The Big Apple was where the big prices were Monday. Transco’s Zone 6-New York City pool spiked as high as $18 and rose more than $2 on average to lead more modest gains at most other Northeast points as a new winter storm took aim at southern portions of the region. However, spreading cold in the rest of the U.S. gave little price support to the general market, which ranged from a few cents higher to down about 15 cents.

A mix of snow, sleet and freezing rain was poised to extend a lengthy winter punishment of much of the Northeast Tuesday, according to The Weather Channel, but would merely keep upstate New York and New England in freezing conditions with little precipitation. That likely was why Algonquin citygates broke out of the overall Northeast price mold with a contrarian loss of nearly 40 cents.

The Midwest is expected to see primarily snow Tuesday with high temperatures remaining well below midwinter norms, but citygates there — unlike in the Northeast — joined Monday’s overall market declines. Similarly cold weather is stretching through the northern two-thirds of the West but stopping short of the West Coast.

The key change from last week’s cold weather is that it is penetrating much farther south now, sending an ice storm into the Carolinas Sunday. In addition, a Dallas-area marketer said a cold front had reached the city Monday and was due to take thermometer levels into the 20s that night. And Houston traders were bracing for overnight lows in the mid 30s Tuesday.

An intrastate Texas trader noted that with the screen’s dive of more than 30 cents, production-area prices closed part of their spread below futures. For example, Katy was trading around 65 cents behind the screen Friday but the gap had tightened to about 40 cents Monday, he said. The South Texas Project’s #1 nuclear unit had tripped off Sunday and helped create fairly strong power prices in Texas Monday, he said, but load was still soft enough that Katy fell nearly a dime.

A Northeast utility buyer said his company is currently pulling hard from its regular storage account but is not worried about the rest of the heating season, expecting to have its inventory still 50% full at the end of January. But it’s not tapping peaking storage at this point, he added; “we’re actually injecting a little bit there.” He reported having trouble finding any markets for Dominion South Point gas Monday.

“I’ll tell you why gas jumped so much at New York citygates,” said a Northeast trader. “It’s cold up here! Our high was in the low 20s Monday, and I don’t see relief soon.” He anticipates a big withdrawal in Thursday’s storage report, saying he wouldn’t be surprised to see the EIA estimate near 200 Bcf.

Citigroup analyst Kyle Cooper also expects a large draw, saying his initial estimation is “probably” in the range of 180-190 Bcf, which would compare with 247 Bcf a year ago and a five-year average of 154 Bcf. But Cooper added, “However, that [180-190 Bcf] was also our estimation for last week and obviously that was way too high…There is also already some talk that there will be a revision.
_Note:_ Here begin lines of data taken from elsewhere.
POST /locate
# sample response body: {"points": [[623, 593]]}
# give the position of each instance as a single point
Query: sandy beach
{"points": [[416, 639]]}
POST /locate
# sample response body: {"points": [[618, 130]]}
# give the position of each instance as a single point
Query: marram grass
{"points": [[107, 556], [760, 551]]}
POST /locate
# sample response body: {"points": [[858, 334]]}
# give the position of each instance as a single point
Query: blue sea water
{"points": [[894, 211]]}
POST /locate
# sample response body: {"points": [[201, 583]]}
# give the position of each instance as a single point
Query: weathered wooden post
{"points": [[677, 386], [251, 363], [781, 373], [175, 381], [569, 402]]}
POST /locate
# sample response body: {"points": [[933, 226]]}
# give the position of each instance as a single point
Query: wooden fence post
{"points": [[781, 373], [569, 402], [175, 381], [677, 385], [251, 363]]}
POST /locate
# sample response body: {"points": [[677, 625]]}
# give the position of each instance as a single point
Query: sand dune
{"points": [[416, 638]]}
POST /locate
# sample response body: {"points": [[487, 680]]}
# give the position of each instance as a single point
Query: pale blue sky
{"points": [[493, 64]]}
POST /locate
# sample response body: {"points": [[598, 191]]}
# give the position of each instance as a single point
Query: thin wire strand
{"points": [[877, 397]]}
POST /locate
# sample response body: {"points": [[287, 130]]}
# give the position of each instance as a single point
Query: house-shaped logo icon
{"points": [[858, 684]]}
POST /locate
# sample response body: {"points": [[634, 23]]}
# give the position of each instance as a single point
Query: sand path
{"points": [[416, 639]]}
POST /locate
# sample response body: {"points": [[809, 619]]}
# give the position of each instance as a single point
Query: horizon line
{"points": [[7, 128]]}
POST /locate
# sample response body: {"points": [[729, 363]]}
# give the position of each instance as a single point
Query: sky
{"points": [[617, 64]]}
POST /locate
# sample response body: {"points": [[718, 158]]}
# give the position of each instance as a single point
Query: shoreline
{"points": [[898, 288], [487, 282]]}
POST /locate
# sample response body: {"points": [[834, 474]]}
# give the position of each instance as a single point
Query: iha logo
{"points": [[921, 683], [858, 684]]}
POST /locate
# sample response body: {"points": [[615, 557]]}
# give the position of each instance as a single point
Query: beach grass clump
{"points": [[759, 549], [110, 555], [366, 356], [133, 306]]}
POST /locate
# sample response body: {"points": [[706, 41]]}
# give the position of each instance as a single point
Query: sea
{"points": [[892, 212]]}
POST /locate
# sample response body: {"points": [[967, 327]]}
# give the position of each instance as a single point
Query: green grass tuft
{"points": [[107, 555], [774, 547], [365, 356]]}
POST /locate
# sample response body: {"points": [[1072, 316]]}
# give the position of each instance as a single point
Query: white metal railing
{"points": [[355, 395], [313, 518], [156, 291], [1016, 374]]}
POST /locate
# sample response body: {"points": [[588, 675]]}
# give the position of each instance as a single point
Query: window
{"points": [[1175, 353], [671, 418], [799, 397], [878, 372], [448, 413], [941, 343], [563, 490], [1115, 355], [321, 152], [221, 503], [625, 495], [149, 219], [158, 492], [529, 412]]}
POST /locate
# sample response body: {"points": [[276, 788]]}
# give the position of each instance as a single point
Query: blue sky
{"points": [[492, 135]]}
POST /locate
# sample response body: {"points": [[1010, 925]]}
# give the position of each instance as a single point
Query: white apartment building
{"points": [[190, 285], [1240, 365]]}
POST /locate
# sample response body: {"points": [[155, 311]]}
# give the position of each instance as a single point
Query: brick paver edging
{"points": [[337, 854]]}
We do not believe that to be the case, but there is that rumor floating about.”

A Southwest trader reported February deals in the high $4.90s for Transwestern-Permian (which happened to match her swing numbers), in the low $5.20s at the California border into SoCalGas, and in the upper $5.20s for Panhandle Eastern. However, futures weakness was taking Panhandle lower Monday afternoon, when the bid-offer spread was down to $5.165-24, the trader said.

A marketer who had indexed all his bidweek volumes so far said he was finding “a lot more people interested in selling me gas for February than in buying from me.” He was seeing Katy basis at minus 5-2 cents and quoted a Waha deal at just over $5.